Nasty

Capítulo 33

Bajé los peldaños de la biblioteca, mientras leía uno de esos mensajes en la red de la universidad; la propaganda para las fraternidades se encontraba en su auge por esas fechas. Cuando vi el emblema de Upsilon, no pude reprimir una sonrisa de estupefacción. Año con año, aquella casa de resguardo permitía que muchos hijos de familias acaudaladas se salieran con la suya. 

Por eso Sam había estado tan pensativo al enterarse del usufructo en favor de Aida, una chica que apenas hubiera comenzado su segundo año en el campus de Artes. 

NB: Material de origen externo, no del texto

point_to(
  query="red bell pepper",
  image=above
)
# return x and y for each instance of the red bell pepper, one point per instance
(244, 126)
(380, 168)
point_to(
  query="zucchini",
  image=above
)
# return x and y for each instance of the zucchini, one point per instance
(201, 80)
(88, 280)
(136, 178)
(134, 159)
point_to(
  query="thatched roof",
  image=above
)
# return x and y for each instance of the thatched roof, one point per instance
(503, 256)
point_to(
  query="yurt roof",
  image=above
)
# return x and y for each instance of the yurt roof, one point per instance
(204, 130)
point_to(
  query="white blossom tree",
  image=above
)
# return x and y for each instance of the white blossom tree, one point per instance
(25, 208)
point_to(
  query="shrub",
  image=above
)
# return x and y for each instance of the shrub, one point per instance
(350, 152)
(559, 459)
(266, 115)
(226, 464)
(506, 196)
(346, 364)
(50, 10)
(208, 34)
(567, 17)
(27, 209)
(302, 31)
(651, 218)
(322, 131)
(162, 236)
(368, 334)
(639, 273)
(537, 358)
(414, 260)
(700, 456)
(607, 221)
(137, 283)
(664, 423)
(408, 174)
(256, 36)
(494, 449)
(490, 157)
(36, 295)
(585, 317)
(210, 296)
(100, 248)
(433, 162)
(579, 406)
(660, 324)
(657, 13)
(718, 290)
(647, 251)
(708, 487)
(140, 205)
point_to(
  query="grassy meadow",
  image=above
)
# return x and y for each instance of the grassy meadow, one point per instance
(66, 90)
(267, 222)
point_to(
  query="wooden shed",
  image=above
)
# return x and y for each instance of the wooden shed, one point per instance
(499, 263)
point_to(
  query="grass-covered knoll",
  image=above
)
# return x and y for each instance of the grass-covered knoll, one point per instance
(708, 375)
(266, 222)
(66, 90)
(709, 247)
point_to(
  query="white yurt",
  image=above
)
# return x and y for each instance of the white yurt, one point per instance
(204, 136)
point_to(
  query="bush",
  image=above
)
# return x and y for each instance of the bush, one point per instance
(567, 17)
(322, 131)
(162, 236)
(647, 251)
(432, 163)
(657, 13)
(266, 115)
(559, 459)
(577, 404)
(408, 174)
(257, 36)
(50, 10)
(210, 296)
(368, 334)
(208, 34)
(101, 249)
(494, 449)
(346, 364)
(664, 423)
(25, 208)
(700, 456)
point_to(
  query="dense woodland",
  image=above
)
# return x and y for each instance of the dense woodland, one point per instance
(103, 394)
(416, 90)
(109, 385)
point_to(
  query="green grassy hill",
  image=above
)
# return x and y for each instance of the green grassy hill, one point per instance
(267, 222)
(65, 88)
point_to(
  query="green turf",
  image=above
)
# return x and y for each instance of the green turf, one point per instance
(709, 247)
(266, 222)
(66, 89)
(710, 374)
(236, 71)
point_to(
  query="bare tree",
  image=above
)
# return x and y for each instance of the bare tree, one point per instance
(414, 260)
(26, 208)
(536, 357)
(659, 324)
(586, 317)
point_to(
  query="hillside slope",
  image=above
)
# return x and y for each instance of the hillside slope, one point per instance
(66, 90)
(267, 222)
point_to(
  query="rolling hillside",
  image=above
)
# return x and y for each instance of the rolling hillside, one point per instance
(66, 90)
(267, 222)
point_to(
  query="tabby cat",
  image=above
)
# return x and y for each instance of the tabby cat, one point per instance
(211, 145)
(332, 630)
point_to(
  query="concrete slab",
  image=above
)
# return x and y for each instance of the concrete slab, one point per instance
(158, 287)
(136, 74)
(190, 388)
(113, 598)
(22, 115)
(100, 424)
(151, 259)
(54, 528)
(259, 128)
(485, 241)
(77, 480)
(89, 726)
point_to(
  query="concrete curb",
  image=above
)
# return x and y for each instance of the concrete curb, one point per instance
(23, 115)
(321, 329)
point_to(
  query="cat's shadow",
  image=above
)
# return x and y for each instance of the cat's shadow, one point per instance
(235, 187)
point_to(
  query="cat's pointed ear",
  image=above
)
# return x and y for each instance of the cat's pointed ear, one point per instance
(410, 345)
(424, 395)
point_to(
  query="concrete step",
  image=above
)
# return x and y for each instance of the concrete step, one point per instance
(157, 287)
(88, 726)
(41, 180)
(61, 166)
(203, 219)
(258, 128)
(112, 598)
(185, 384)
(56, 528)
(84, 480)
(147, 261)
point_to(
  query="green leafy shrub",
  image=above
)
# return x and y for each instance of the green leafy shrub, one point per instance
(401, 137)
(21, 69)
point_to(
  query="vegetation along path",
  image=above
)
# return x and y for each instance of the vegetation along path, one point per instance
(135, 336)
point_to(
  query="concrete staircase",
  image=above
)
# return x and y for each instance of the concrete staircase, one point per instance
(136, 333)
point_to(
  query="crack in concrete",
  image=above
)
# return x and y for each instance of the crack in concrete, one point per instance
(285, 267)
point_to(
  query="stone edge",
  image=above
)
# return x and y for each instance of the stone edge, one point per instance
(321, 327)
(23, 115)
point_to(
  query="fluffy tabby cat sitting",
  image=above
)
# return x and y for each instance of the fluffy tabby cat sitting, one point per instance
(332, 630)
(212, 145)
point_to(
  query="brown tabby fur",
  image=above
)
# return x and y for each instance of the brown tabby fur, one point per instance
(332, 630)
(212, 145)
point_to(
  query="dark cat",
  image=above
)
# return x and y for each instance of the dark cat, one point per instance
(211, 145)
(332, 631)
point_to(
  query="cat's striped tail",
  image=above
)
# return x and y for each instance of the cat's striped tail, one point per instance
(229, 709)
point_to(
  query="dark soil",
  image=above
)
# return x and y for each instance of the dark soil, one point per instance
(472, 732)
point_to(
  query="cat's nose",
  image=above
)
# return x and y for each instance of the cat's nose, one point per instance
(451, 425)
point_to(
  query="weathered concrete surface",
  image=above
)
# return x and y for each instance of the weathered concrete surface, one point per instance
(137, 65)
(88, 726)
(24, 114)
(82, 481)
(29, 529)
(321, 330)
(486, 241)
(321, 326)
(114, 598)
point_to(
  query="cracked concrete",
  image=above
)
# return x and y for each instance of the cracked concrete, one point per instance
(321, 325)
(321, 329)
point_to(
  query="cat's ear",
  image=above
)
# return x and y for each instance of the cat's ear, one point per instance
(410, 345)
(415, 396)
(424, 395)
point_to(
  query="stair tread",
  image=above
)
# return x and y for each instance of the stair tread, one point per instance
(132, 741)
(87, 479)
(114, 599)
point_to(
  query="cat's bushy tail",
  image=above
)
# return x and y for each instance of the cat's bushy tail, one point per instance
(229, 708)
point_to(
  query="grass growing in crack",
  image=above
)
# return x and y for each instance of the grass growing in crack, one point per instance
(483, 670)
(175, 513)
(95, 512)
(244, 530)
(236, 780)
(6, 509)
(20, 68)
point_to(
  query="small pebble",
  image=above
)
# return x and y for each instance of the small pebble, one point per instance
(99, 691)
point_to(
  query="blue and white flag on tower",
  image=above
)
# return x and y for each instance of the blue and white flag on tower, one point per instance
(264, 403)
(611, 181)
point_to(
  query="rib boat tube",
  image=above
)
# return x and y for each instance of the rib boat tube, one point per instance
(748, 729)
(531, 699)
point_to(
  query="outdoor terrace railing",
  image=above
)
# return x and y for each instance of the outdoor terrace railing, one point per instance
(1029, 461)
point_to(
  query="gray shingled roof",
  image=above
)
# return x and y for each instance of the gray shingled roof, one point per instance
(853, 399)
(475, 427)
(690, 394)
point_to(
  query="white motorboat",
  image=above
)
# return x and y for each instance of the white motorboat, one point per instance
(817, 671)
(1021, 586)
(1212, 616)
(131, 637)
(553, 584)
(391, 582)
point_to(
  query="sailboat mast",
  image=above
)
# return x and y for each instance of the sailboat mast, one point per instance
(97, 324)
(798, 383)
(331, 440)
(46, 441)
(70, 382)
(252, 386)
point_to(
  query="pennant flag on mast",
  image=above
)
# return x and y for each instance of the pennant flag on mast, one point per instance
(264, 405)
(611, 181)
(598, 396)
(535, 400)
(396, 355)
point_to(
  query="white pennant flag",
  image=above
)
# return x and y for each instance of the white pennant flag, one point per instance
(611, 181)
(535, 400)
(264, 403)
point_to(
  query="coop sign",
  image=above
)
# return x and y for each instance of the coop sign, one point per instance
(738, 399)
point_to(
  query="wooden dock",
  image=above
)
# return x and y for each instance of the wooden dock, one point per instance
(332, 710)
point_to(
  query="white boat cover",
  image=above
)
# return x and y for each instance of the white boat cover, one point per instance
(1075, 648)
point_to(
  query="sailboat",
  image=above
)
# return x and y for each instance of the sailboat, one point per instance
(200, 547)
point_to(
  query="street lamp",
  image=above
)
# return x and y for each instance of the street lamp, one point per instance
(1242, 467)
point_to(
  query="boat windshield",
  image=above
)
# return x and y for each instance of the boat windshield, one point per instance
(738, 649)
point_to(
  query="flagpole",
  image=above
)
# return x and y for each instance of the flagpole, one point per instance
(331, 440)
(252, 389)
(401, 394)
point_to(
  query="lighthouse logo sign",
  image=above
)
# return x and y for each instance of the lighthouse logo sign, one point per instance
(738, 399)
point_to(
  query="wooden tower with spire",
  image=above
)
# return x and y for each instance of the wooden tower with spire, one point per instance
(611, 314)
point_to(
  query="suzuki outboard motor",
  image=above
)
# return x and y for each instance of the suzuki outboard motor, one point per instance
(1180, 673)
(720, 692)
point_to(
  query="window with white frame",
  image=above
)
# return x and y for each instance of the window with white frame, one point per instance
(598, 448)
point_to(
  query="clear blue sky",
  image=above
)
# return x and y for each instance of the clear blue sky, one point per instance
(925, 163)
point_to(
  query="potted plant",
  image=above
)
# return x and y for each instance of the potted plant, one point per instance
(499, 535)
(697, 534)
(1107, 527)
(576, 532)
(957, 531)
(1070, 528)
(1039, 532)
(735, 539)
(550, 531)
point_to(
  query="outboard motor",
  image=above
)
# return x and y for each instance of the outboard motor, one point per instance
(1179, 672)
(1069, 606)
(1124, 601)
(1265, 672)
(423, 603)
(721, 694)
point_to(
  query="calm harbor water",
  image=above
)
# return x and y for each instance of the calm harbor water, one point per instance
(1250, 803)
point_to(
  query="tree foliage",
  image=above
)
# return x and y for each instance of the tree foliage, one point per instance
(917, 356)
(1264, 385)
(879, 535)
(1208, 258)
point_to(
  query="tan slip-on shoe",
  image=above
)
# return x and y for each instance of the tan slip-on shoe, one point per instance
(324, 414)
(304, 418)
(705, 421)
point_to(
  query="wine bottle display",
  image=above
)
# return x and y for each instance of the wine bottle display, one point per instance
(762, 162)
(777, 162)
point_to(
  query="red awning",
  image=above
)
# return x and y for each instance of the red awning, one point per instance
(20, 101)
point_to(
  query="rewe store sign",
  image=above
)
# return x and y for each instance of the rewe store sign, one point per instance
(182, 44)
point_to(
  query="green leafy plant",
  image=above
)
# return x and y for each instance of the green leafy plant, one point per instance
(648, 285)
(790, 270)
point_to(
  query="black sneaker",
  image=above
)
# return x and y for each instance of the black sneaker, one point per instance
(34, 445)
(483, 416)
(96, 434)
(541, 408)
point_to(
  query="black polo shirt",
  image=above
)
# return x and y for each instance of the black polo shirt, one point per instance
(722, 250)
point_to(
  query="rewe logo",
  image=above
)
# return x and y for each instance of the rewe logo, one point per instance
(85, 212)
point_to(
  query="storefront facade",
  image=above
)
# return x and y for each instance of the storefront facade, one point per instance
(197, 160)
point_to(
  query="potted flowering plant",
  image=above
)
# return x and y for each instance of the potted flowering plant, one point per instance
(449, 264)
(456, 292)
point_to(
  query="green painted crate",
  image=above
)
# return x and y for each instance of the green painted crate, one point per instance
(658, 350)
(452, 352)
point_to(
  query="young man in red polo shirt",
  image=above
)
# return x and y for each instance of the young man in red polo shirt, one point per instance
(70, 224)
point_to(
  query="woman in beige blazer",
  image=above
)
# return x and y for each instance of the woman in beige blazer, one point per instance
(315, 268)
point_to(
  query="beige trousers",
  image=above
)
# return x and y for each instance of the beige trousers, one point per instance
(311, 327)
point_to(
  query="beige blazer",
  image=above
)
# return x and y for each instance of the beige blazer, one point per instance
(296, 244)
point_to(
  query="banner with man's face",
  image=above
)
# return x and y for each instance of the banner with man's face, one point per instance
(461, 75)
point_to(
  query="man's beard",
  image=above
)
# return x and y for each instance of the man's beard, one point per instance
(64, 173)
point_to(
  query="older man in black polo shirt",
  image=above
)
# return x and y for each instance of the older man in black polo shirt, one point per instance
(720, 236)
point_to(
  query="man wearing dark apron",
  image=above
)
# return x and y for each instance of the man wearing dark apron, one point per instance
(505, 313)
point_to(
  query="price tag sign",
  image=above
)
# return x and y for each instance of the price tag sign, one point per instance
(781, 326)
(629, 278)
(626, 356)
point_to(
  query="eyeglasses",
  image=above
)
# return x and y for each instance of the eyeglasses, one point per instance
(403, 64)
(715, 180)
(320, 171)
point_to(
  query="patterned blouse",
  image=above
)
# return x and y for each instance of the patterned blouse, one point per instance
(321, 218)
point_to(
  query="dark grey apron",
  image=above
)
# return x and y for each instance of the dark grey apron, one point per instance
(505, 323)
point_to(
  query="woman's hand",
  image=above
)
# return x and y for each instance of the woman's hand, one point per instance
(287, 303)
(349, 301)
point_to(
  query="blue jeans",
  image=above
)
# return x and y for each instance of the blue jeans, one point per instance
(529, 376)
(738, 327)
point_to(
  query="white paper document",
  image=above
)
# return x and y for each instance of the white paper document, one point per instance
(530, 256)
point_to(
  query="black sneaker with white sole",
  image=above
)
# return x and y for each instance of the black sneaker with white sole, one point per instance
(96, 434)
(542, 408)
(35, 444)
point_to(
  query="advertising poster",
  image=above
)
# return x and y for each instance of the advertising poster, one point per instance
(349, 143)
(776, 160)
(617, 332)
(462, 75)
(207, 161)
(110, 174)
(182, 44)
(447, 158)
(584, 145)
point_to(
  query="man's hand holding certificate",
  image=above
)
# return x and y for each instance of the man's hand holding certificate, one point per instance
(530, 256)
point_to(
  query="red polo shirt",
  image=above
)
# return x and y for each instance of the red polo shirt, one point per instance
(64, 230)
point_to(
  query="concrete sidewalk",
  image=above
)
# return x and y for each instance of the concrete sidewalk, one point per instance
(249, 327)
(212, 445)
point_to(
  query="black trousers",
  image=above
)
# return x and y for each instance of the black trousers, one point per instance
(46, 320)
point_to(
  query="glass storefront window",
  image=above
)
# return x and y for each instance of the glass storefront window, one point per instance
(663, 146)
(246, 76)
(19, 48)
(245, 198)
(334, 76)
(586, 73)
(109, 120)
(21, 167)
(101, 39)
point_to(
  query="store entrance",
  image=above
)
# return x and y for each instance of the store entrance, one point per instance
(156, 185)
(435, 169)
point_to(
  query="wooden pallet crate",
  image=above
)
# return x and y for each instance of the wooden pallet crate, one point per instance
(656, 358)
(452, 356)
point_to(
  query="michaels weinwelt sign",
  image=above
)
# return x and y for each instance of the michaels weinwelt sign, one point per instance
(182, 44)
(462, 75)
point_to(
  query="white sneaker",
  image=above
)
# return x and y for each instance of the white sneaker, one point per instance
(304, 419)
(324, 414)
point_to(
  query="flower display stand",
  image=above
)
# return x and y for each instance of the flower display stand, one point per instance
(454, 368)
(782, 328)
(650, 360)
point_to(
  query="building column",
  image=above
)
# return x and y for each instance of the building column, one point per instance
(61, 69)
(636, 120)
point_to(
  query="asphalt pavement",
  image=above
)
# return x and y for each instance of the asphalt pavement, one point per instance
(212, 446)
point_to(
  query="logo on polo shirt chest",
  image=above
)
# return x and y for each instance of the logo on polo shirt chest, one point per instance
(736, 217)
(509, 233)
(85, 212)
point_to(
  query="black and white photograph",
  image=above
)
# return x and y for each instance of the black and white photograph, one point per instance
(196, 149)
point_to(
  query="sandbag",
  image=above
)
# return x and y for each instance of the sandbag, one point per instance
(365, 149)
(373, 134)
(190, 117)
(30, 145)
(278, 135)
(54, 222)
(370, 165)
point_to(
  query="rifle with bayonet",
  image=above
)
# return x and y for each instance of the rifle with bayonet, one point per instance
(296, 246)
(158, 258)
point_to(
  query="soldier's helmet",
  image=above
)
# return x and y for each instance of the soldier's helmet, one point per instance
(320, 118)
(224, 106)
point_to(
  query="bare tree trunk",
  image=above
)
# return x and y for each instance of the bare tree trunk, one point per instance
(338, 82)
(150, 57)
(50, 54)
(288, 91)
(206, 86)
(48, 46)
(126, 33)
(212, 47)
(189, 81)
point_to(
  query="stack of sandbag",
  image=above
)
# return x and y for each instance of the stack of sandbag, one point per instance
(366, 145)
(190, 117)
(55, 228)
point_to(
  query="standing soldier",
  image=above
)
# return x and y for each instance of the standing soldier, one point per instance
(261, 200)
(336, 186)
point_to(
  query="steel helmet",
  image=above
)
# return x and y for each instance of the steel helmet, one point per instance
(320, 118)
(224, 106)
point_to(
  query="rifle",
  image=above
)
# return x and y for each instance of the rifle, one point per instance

Nadie que supiera quiénes eran los miembros de aquella fraternidad se atrevía a decir nada en su contra; poseían favoritismos antiguos por su fundación. En lo personal, nunca había estado tan consciente del poder que tenían para acallar la voz de una víctima de sus burlas.

Antes de poder llegar al estacionamiento frontal, y adentrarme en el crucero que guiaba a los dormitorios, una mano fuerte, de dedos suaves y largos, rodeó mi brazo en un tirón delicado que me obligó a detenerme. Con un gesto de incomprensión, me giré para mirar a la persona que trataba de llamarme.

Nash llevaba el pelo más corto que nunca; ya no dejaba que los mechones ondulados de su fleco le cayeran sobre la frente. Por la luz solar, sus ojos rutilaban con mayor fuerza y le daban la apariencia de un lince surgiendo desde la oscuridad. Apreté mi cuaderno con los nudillos y las yemas de los dedos, tragando saliva para poder plantarle cara a la presencia demoníaca que tenía al frente. 

Me gustó saber que ya no me causaba terror el tenerlo dentro de mi espacio personal; sentí que había penetrado en él como un mosquito por la noche, incapaz de hacer más daño que el leve pinchazo sobre la piel. 

—Myers —musitó primero, y me soltó para cruzarse de brazos—, ¿qué te dijo?

—Nada que vaya a importarte —respondí en tono indiferente. 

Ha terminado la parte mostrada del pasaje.